The 2018 Housing Design Awards shortlist reveals that the once reviled back-to-back house is making a comeback, says awards judge and rapporteur David Birkbeck

Buildings.

Words
David Birkbeck

Photos
Tim Soar, Jack Hobhouse, Tim Crocker

Earlier this decade, when sites in the capital were sold in anticipation of rocketing densities enabled by the London Plan, and of the appetite for apartments from foreign investors, developers mused whether they would ever build another ‘house’ in the city. But a range of new house types, including several that are partially or wholly blind on three party walls, show how technology and clever space planning is being used to adapt a form which the 1875 Public Health Act aimed to banish as unfit for habitation.
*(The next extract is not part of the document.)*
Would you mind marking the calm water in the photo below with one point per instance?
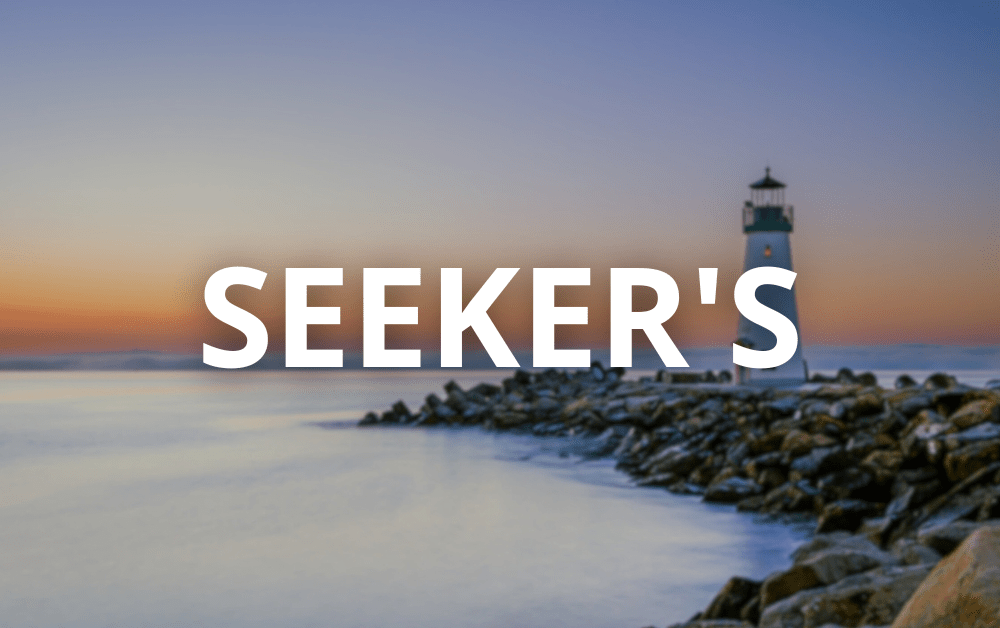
(178, 499)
There has always been an unnatural gap in the efficiency of residential typologies with houses losing their appeal exponentially as their density climbs above 50 homes to the hectare, whereas the density of apartments tends to kick in at twice that.

Architects have recently tried to address this problem in various ways. A series of courtyard arrangements, by Proctor & Matthews, showed how to plot linked apartments and houses within the shallow block plan left by bulldozered terrace streets found in Housing Market Renewal zones in the North West. Another example is Alison Brooks Architects’ higher density ‘mews streets’ for Linden Homes at New Hall, Harlow, completed in 2013, which tentatively showed how a house with a ‘blind back’ to a second property could still carve out private amenity space in other places.

But real back-to-backs were still so closely associated with disease and deprivation that when in 2010 Berkeley Group asked for comment on sketch proposals for a town house that had on-plot parking, and a roof terrace as amenity space to three levels of accommodation below, its suggestion that the properties would be joined by three unmitigated blank walls attracted such vilification that the project was driven underground while the designers addressed concerns. That house is now proudly back as the ‘Urban House’.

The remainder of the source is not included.